When a website is hacked by malicious software, it’s called malware. Malware can infect your WordPress site and make it unsafe for users to visit. There are many different types of malware, but they all share the same goal: to steal your data or harm your site. This article will teach you how to remove malware from your WordPress site so you can protect yourself and keep your visitors safe.
Why does this happen?
Malware is a type of malicious software that can be installed on websites through a security breach in the website’s code. Hackers often gain access to hosting accounts in order to install malware on sites via spam emails or infected links.
How to remove malware for free
- Use a malware scanner. There are plenty of free options out there, so you don’t need to spend money on one if you want to keep your website secure.
- Scan your site with the most popular ones. You can find some of the best ones in our list of WordPress security plugins.
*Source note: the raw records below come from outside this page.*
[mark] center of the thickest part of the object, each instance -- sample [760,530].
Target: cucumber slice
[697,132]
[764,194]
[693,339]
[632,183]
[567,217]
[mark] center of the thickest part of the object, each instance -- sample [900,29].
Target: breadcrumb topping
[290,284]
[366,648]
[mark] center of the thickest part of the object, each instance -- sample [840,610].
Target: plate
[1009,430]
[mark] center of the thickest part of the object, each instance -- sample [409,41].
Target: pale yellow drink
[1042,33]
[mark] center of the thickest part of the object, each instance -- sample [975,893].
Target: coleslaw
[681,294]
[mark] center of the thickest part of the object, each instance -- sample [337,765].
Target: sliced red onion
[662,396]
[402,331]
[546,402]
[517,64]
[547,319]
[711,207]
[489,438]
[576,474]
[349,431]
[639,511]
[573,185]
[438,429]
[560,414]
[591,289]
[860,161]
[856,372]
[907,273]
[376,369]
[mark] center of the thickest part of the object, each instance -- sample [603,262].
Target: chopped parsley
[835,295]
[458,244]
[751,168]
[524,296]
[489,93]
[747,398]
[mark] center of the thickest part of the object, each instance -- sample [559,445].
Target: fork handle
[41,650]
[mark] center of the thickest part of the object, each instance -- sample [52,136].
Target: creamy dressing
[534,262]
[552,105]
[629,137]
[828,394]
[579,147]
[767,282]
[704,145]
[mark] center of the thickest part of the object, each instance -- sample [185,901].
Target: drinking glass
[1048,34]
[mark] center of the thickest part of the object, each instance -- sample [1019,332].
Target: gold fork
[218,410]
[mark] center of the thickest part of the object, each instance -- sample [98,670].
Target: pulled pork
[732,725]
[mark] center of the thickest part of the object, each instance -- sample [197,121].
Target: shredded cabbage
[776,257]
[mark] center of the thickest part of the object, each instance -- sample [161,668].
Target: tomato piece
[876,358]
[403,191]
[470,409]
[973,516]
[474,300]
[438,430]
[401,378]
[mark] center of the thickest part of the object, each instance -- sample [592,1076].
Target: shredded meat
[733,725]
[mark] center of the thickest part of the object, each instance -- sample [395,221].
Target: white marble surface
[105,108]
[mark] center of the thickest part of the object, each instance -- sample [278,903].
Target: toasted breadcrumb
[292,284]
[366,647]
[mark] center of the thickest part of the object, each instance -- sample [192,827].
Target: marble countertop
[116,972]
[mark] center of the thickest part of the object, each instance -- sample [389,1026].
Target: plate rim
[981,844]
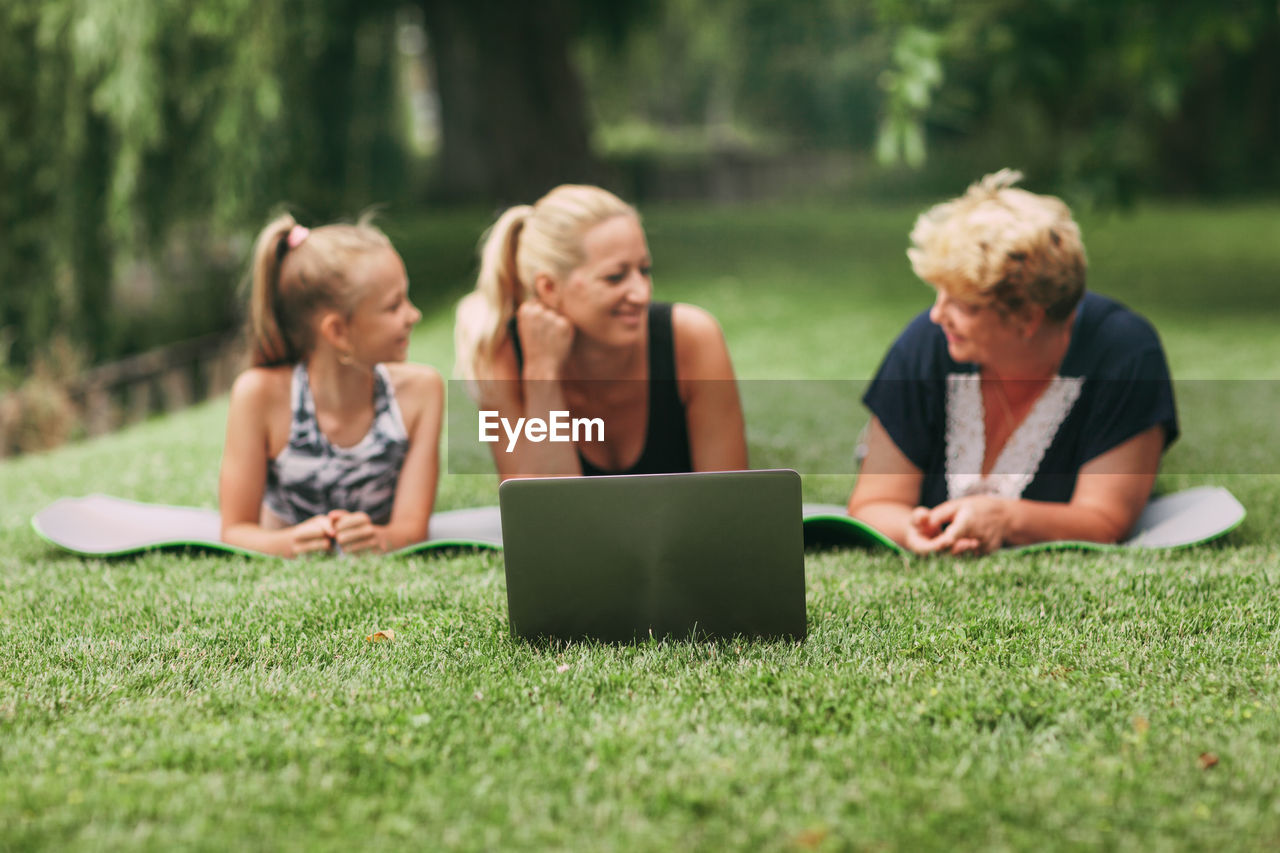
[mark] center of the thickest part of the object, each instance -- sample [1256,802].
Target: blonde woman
[562,320]
[1019,407]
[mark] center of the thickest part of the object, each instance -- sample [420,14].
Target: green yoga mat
[1176,520]
[101,525]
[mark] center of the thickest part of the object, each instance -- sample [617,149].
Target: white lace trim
[1024,451]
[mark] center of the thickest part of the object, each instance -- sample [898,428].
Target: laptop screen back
[622,559]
- Some plugins will scan their own websites for malware and remove it automatically, but others won’t be able to do this without manual intervention from you or someone who knows what they’re doing.
Remove malicious files manually
- Remove the malicious files.
- Re-upload the files to your server.
- Test to see if your problem persists (see below).
Scan your website for malware
The second step is to scan your website for malware. If you have a premium antivirus plugin installed, then you can use it to scan your site as well. We recommend using the Sucuri Cloud scanner because it’s free and it will help you find any malware-infected files on your server.
If you don’t have a premium antivirus plugin, then we suggest using our Sucuri Scanner instead (it’s also free). The Sucuri scanner checks the file integrity of all the files in your WordPress installation against a database of known good files. If any suspicious or malicious code is found in one of these files, then it will notify you immediately so that action can be taken against this problem right away!
You should change the password for all of your accounts, including your hosting account and WordPress account. If you have access to FTP (file transfer protocol), also change the FTP password. If you can’t remember all your passwords, use a password manager like Dashlane or LastPass to generate strong, unique passwords for each service so you don’t have to remember them all.
Additionally, change the email address associated with your domain name registrar account (the company that manages where your domain name points). This will prevent hackers from using this information in another attack on your website’s security.
Update your website with the latest version of WordPress and plugins
- Update WordPress and plugins.
- Update PHP.
- Update your theme.
- Update your hosting provider.
Use security plugins
WordPress security plugins are one of the best ways to protect your site from malware, but not all security plugins are created equal. There are many different types of WordPress security plugins, ranging from free to paid and even enterprise-level. There are also a variety of features that you can find in these different types of WordPress security plugins that may be more or less useful depending on your needs.
If you’re looking for a WordPress security plugin that is easy to use, offers basic protection against malware, and doesn’t cost anything (or at least not much), there are plenty of options out there for you—you just have to know what they are!
We hope that this article has helped you understand what malware is and how it can affect your WordPress website. As we mentioned in the beginning, most of the time, malicious code will not cause any harm to your site if you keep an eye out for anything suspicious. However, there are times when hackers may attempt to launch a DDoS attack on your website which could result in downtime or even total loss of data. If you want peace of mind when it comes to protecting yourself against malicious attacks then be sure to take some time today researching how malware works and what steps should be taken before making any decisions about your website’s security!